Se é certo que somos feitos de palavras, também somos feitos de imagens. Em um sentido mais amplo, somos feitos de imagens que constituem a própria psique, os fundamentos que possibilitam os movimentos da psicodinâmica. E em um sentido particular, somos feitos das  imagens de caráter representacional e das imagens que resultam da tessitura das palavras (escritas ou faladas), cujos elementos sensoriais, emocionais e imaginativos estão presentes nos gestos, nos discursos e na memória e vão além de uma mera descrição literal de algo.

A apreensão, o entendimento e a interpretação do significado de uma imagem só é possível se levarmos em consideração tanto um repertório interno individual, do qual essa e outras imagens são apenas uma ponta aparente, quanto um repertório externo, coletivo, circunstancial, que se refere não a este ou àquele indivíduo específico, mas ao repertório indireto de imagens que é constituído e atualizado culturalmente. Mulheres e homens que participam de uma mesma sociedade compartilham representações comuns, as quais servem para marcar o seu pertencimento a ela. Nesse processo, são reproduzidos, muitas vezes de forma subliminar, valores, crenças, estereótipos e padrões de normalidade, corpo e beleza que permeiam um determinado contexto sócio-político-religioso-cultural e que orientam as formas de olhar o mundo e a produção de subjetividades.

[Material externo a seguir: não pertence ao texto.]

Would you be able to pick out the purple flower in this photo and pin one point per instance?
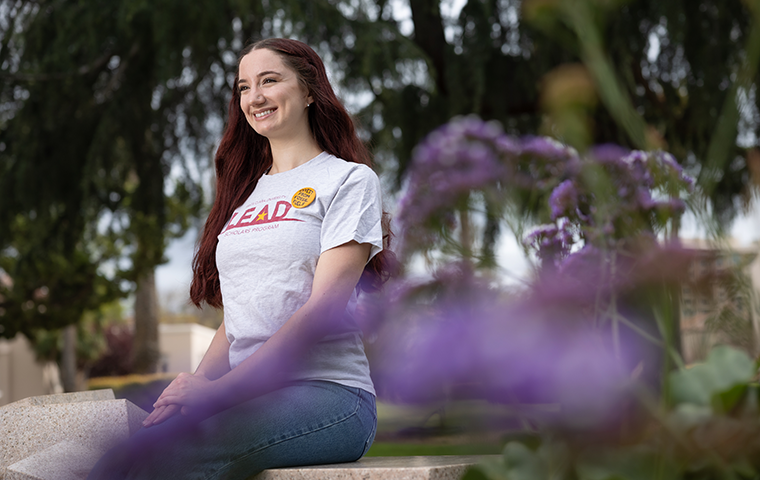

A literatura é uma produção humana e, como tal, é expressão desses olhares possíveis e das relações que estabelecemos com o mundo que nos rodeia. Os textos literários são capazes de despertar imagens; as palavras reunidas adquirem forma e permitem que tais textos possam ser ‘vistos’, seja de um modo mais estruturado, como cenas, seja menos estruturado, como cores, traços, formas e humores. Com uma linguagem essencialmente conotativa, eles têm a capacidade de provocar em nós uma infinidade de sensações e emoções para além de uma apreciação puramente intelectual; desta forma, são capazes de desestabilizar certezas e ativar outras formas de compreensão.

Este trabalho, que tem como foco contos e poemas contemporâneos, alimenta-se de fontes diversas, como as tradições das histórias sufis e dos contos de fadas. Alinha-se com formas de compreensão das imagens oriundas da Psicologia Analítica de Carl G. Jung e da Psicologia Arquetípica de James Hillman que valorizam não apenas o que é visto, mas o modo como é visto. Pretende acessar o inesgotável ‘baú das palavras’ que nutre a nossa existência; e, sobretudo, leva em consideração o espaço/tempo da cultura em que vivemos, em seus aspectos relacionais dinâmicos e plurais, instigando o exercício constante de reflexão sobre o modo como percebemos o mundo e a nós mesmos por meio de lentes e filtros específicos e contingentes.

Em edições passadas, Conto & Poesia já abordou os seguintes temas: gênero, relação profissional de saúde-paciente, morte, entre outros. Atualmente, aborda-se o tema  ‘diferença e diversidade’ e o imbricamento eu-outro, resumido na pergunta ‘quem é o outro?’.